Specifically, the company is pursuing two broad strategies to correct protein misfolding. One is to use “pharmacological chaperones,” which are molecules that can bind to misfolded proteins and force them into the correct configuration. The other is to modulate cellular processes that normally help to prevent protein misfolding.

“We believe that Protego’s innovative therapeutic approach has the potential to become a game changer for the treatment of protein misfolding disorders,” said Shelley Chu, MD, PhD, and a partner at Lightspeed who has now joined Protego’s board of directors.

Protego was founded by Labaudinière alongside Jeffery W. Kelly, PhD, and Xin Jiang, PhD.

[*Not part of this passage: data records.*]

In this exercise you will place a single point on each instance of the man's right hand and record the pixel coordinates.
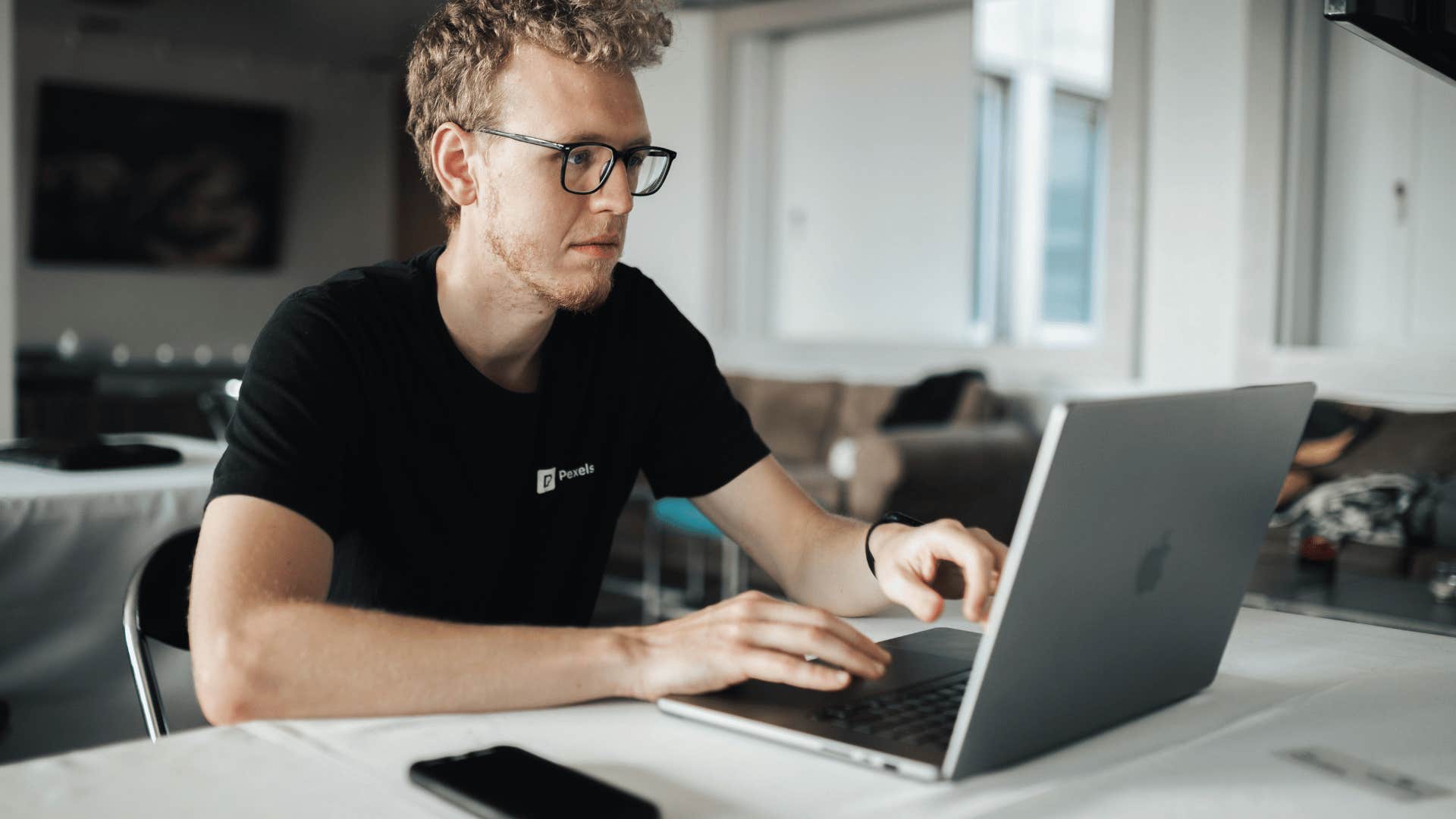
(750, 635)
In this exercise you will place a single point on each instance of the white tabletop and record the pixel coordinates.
(69, 542)
(20, 483)
(1386, 697)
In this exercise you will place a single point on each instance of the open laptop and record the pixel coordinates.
(1134, 544)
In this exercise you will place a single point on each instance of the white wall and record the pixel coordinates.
(1385, 280)
(1193, 212)
(871, 234)
(672, 234)
(338, 209)
(8, 210)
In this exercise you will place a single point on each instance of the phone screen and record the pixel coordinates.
(509, 781)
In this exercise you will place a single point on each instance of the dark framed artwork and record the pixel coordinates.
(147, 180)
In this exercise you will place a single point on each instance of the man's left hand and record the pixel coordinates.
(921, 567)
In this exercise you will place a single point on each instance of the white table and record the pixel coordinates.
(69, 542)
(1288, 681)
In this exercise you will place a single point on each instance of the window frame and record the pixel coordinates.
(742, 325)
(1285, 158)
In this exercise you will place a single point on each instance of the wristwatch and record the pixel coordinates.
(887, 518)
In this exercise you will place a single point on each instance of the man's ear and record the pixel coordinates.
(449, 152)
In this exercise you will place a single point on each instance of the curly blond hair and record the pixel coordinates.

These researchers helped to develop the medication that would become Pfizer’s Vyndaqel (tafamidis), which is approved to treat FAP in Europe. In the U.S., Vyndaqel is approved to treat heart disease related to transthyretin misfolding (TTR cardiac amyloidosis), but not FAP.

“We are thrilled to support the vision of these founders with a proven expertise to tackle this area of unmet medical need in novel ways,” Chu said.